The Defence Systems & Equipment International Exhibition in London included all the defense behemoths, and firms like Raytheon, Lockheed Martin and BAE Systems all turned out in force. But some of the more interesting gadgets came from smaller outfits.
This is Lance Bombardier Dave McLaughlin holding a handy new drone called Maveric. Just throw it into the air and you have an instant aerial reconnaissance capability. Made by Prioria Robotics, it weighs two pounds but has a respectable 45-minute flight time and can beam back video images from six miles away. Maveric has two cameras, one in the nose and one on a gimbal mount under the chin, so it can orbit over and area of interest and maintain continuous coverage. Control can be by joystick or autonomous, aided by on-board GPS.
This is all fairly standard, but the really clever feature is the carbon-fiber wing. To pack away the Maveric, you just roll it up and put it in a six-inch diameter tube, a process that takes seconds. Drones don’t get much more portable than that.
For close-in tactical reconnaissance you might want something like the Recon Scout XT. Michael Sarazine of Recon Robotics gave me a demo. The robot weighs just over a pound and had a throwing handle so it can be easily lobbed — through a doorway, perhaps, or over a wall. The big flexible wheels allow it to trundle over small obstacles, with a battery life of around an hour. The Recon Scout’s special feature is an infra-red camera and illuminator which automatically cuts in when it gets dark. This allows the Scout to see in zero light conditions without being seen. It’s also useful for other hard-to-reach locations, like checking underneath vehicles.

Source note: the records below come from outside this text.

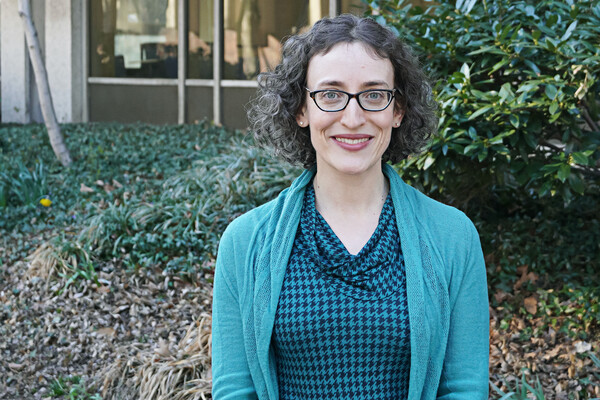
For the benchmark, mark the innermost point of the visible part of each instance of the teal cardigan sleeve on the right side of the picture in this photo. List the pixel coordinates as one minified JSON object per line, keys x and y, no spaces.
{"x":465,"y":372}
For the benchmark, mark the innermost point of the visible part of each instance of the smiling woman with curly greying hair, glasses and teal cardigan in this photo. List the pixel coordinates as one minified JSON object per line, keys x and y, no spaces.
{"x":350,"y":284}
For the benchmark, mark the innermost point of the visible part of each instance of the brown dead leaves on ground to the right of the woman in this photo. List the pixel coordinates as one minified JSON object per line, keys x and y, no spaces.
{"x":524,"y":344}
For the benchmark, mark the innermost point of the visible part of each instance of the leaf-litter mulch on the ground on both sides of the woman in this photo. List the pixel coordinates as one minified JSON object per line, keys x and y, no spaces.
{"x":146,"y":334}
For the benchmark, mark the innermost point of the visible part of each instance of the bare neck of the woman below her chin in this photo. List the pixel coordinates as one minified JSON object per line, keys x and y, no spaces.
{"x":356,"y":195}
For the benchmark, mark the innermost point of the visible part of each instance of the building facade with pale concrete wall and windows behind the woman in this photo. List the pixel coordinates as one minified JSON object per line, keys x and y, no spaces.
{"x":155,"y":61}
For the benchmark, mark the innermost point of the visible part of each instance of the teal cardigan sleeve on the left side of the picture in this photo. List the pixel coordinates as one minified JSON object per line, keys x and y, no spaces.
{"x":230,"y":370}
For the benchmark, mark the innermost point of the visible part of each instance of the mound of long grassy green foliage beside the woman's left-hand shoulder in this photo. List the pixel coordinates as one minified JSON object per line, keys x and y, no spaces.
{"x":181,"y":228}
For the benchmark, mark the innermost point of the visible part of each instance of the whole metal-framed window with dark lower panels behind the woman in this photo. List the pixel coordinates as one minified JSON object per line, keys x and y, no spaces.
{"x":133,"y":39}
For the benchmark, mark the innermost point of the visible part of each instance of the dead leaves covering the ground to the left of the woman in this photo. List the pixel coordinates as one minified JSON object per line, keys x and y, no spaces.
{"x":45,"y":335}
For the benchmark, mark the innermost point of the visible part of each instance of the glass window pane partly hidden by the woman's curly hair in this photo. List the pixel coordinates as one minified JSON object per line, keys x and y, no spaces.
{"x":254,"y":30}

Recon Scout robots are already used by over a hundred police and security agencies, and in May the US Army ordered 150 of them for $1.35 million. The price is a major asset – at less than $10,000 a pop, it’s an affordable unit which can be issued in large numbers.
Tom Jonassen of armor makers NFM Group showed off the company’s new HEXA plate, a body armor insert giving a larger area of coverage than traditional rectangular-style inserts. Jonassen tells me that the larger plate is popular with special operations units who have tested it recently.

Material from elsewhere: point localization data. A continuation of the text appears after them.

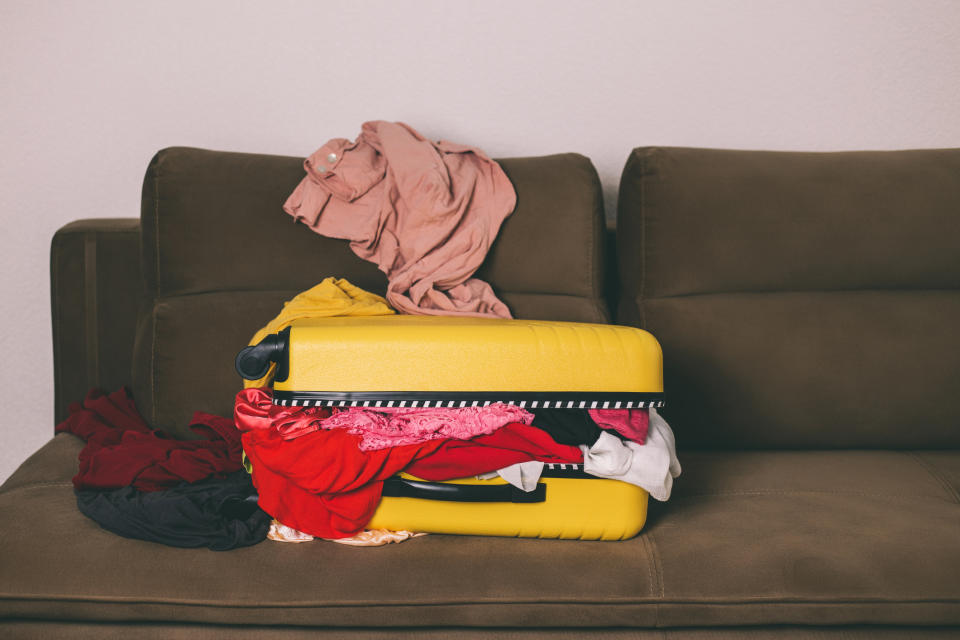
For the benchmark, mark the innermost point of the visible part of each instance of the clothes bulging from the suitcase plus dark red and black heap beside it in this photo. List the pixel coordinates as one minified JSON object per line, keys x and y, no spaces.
{"x":319,"y":472}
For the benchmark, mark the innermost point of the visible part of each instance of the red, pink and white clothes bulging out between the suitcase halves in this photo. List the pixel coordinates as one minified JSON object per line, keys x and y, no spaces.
{"x":320,"y":471}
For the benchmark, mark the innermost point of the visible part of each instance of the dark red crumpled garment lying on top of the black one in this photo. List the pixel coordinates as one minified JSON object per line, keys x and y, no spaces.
{"x":123,"y":451}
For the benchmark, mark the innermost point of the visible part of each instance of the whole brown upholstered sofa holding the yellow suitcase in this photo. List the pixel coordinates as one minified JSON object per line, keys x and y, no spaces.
{"x":807,"y":304}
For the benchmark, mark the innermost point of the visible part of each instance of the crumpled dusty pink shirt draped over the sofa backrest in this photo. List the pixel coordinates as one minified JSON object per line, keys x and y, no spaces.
{"x":426,"y":213}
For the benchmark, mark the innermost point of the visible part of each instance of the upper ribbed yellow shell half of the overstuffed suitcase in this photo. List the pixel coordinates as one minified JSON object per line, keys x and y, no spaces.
{"x":442,"y":353}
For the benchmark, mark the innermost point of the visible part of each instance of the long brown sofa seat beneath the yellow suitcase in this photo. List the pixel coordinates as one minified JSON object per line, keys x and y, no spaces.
{"x":750,"y":538}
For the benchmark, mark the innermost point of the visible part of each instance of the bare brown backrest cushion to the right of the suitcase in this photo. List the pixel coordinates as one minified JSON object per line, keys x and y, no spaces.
{"x":801,"y":299}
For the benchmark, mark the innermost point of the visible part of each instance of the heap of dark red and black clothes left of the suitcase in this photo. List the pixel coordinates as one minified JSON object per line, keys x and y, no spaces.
{"x":140,"y":483}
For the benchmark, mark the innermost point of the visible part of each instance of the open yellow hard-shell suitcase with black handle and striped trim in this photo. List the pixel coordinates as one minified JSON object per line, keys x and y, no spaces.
{"x":442,"y":361}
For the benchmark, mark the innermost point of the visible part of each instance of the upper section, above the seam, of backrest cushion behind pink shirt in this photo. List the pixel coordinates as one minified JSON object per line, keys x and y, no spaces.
{"x":213,"y":221}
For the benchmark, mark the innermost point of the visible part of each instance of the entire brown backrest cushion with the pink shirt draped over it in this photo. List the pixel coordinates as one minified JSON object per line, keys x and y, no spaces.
{"x":220,"y":257}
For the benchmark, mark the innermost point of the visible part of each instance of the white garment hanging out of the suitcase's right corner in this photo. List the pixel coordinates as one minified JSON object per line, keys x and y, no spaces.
{"x":652,"y":465}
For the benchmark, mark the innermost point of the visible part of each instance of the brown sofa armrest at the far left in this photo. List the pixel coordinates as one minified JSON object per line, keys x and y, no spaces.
{"x":95,"y":289}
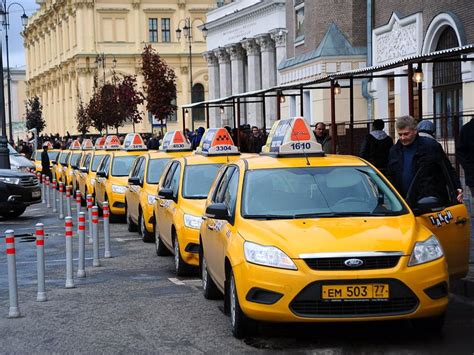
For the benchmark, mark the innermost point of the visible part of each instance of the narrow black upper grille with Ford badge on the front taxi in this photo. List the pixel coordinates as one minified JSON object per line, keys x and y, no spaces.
{"x":370,"y":263}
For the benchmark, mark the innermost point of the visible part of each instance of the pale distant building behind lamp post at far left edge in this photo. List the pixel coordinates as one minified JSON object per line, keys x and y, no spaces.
{"x":18,"y":101}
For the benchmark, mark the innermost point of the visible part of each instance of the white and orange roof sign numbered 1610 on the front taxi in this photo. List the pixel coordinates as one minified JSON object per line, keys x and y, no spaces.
{"x":292,"y":137}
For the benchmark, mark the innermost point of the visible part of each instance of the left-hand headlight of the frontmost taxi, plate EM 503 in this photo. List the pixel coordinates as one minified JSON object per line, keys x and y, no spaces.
{"x":267,"y":256}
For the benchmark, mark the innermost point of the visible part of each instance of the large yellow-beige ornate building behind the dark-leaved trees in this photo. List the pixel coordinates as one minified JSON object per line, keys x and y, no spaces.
{"x":65,"y":38}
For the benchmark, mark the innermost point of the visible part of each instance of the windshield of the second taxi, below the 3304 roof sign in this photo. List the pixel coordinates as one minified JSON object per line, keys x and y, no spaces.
{"x":198,"y":180}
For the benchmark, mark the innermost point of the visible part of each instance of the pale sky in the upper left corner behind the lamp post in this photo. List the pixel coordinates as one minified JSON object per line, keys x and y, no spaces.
{"x":15,"y":41}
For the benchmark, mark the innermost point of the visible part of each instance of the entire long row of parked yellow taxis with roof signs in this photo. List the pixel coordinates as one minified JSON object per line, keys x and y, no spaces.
{"x":290,"y":235}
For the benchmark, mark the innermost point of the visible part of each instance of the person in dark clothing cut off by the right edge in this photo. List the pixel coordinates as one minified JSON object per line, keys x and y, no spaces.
{"x":465,"y":153}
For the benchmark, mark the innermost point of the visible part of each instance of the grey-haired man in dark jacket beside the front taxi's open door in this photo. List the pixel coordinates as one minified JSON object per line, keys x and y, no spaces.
{"x":421,"y":159}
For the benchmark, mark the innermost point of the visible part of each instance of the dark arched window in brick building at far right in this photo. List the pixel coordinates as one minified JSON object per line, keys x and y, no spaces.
{"x":447,"y":86}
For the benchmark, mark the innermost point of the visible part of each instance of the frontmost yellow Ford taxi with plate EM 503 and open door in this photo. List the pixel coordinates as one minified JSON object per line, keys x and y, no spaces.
{"x":297,"y":236}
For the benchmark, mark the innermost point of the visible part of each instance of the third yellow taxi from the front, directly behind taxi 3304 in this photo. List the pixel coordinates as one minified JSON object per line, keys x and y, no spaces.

The effective area is further increased by the FREC technology, a thermoplastic process which ensures that the edges and corners of the plate are as effective as the center. This, the company claims, can improve effective coverage by as much as 60 percent. The level of protection given to HEXA by the National Institute of Justice is Level IV, which means it will stop pretty much anything out there — including armor-piercing bullets. NFM also design the plate to be capable of withstanding multiple hits – ceramic armor may crack after the first shot.
Craig Magill of Neopup showed me the company’s highly innovative “Personal Area Weapon” which falls somewhere between a grenade launcher and a rifle. This South African invention fires fires a novel 20mm high-explosive round weighing a hefty hundred and ten grams. The Neopup features a unique recoil mitigation system which allows the shooter to cope what would otherwise be a shoulder-dislocating level of recoil. It is accurate enough to hit point targets at six hundred metres, making it superior to 40mm grenade launchers which have a much lower muzzle velocity. At closer range the sheer size of the projectile gives it some significant advantages — it can punch through 8mm steel plates at a hundred meters making it highly effective against vehicles.

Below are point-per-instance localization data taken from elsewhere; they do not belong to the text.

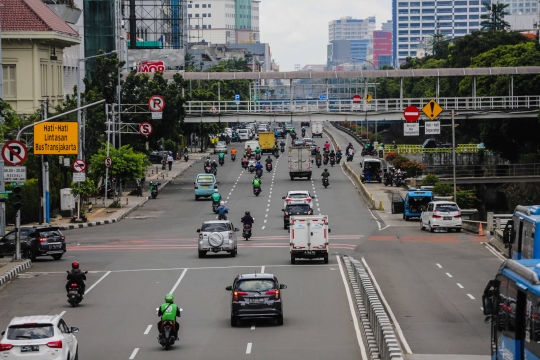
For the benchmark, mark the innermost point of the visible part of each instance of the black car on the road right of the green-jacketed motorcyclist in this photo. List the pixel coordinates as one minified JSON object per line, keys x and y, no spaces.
{"x":256,"y":295}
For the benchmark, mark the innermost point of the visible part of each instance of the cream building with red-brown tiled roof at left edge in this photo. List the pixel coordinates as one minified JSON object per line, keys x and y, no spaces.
{"x":33,"y":42}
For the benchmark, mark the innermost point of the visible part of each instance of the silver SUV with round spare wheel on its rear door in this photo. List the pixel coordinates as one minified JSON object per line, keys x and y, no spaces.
{"x":216,"y":236}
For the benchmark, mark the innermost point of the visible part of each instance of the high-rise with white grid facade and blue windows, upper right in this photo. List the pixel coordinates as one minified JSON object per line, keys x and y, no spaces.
{"x":415,"y":21}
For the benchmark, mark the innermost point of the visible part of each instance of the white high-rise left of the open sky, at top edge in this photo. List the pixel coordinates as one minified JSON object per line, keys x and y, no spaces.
{"x":223,"y":21}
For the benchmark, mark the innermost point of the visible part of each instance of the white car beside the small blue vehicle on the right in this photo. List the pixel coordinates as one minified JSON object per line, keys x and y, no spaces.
{"x":441,"y":215}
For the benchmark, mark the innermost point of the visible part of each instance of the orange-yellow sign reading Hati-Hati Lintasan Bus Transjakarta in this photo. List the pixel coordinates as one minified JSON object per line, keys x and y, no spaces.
{"x":56,"y":138}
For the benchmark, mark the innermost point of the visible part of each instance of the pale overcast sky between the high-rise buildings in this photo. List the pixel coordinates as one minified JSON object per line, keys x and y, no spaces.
{"x":297,"y":30}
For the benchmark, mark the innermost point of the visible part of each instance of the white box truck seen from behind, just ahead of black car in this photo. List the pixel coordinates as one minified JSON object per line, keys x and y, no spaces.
{"x":309,"y":237}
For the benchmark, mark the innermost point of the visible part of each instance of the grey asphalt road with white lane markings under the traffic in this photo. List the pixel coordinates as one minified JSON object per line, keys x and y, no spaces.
{"x":134,"y":263}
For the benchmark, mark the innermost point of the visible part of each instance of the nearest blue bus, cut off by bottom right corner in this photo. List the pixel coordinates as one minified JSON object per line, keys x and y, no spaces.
{"x":511,"y":303}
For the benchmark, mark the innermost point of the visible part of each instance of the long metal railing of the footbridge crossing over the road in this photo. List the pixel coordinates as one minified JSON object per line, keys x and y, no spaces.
{"x":307,"y":106}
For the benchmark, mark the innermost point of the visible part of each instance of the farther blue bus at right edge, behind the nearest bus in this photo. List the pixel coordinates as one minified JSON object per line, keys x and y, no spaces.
{"x":522,"y":233}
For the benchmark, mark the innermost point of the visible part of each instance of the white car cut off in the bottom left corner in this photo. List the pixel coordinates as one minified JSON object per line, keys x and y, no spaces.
{"x":39,"y":337}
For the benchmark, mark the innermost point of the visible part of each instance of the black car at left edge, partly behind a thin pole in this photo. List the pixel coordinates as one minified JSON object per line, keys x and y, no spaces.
{"x":35,"y":241}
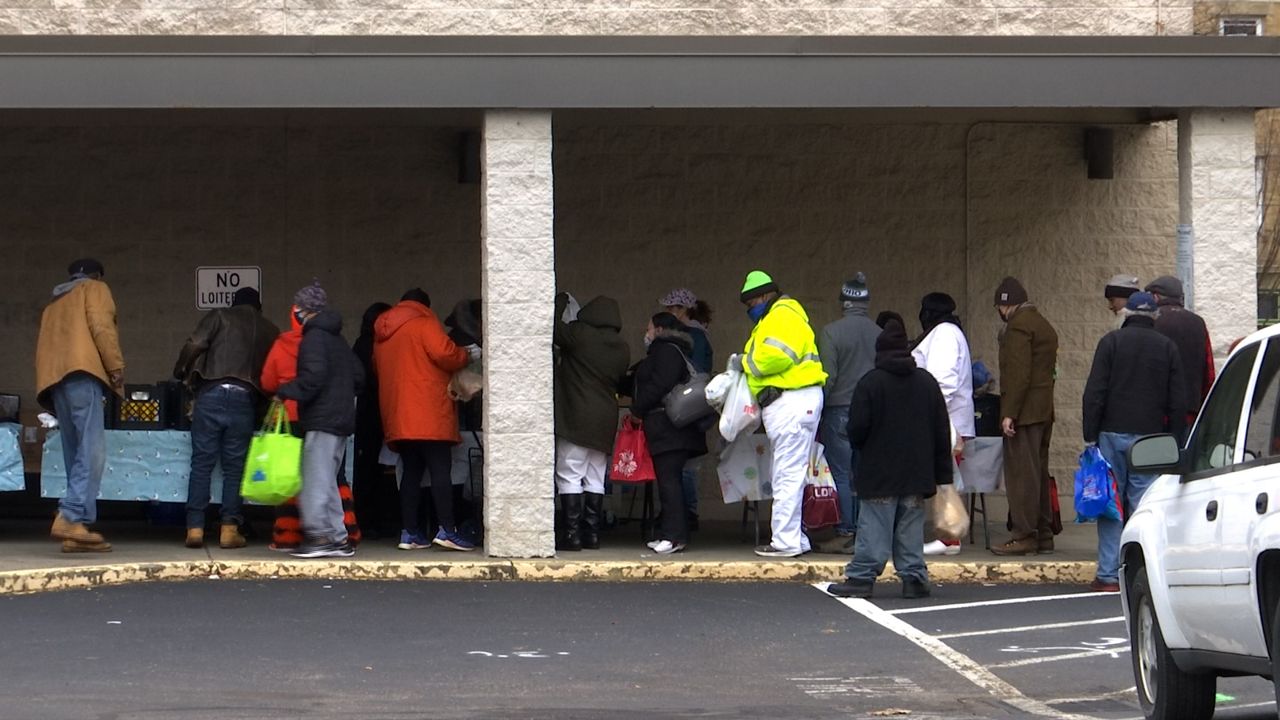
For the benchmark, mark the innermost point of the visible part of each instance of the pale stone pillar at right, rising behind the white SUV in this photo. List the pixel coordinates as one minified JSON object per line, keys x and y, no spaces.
{"x":1218,"y":198}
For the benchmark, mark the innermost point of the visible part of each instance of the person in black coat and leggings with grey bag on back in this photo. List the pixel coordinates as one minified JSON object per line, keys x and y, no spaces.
{"x":664,"y":368}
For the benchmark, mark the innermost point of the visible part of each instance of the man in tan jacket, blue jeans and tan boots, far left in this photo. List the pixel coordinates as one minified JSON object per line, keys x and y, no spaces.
{"x":77,"y":361}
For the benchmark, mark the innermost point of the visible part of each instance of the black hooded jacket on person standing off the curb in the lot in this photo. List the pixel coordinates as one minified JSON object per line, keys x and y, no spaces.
{"x":898,"y":421}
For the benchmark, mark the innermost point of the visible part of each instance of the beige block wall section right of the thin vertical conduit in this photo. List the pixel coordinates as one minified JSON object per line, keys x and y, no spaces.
{"x":1037,"y":217}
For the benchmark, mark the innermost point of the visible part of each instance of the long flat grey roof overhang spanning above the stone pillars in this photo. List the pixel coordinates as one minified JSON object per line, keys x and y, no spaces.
{"x":1155,"y":75}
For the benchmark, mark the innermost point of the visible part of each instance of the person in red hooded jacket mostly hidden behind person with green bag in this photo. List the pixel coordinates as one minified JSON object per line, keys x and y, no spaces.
{"x":281,"y":368}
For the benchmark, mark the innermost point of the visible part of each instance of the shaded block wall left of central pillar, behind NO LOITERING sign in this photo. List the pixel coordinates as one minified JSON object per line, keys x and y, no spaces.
{"x":369,"y":211}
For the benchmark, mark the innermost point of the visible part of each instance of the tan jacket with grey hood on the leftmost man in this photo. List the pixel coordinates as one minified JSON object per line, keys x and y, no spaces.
{"x":77,"y":335}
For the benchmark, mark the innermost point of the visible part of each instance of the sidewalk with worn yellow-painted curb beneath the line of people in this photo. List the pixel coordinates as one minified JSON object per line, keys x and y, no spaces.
{"x":30,"y":562}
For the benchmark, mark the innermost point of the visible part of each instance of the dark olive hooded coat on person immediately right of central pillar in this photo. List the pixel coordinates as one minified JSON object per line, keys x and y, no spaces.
{"x":593,"y":361}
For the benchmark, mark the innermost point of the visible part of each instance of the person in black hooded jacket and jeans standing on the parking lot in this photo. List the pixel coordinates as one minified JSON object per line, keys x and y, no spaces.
{"x":898,"y":421}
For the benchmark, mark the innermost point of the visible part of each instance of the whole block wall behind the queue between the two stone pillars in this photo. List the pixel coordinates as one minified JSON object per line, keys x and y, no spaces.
{"x":642,"y":209}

It may also become the weapon for choice for tackling alien invaders – the Neopup can be glimpsed in the movie District 9.
Being located on the Thames River, DSEi has a maritime element as well. There were a few Royal Navy warships, and some smaller craft, like this XSR, described as “a luxury power boat with super car style” for navies that want to make a splash. It would have been perfect for a replay of The World Is Not Enough: In the distance, you could spot the dome of O2, formerly the infamous Millennium Dome.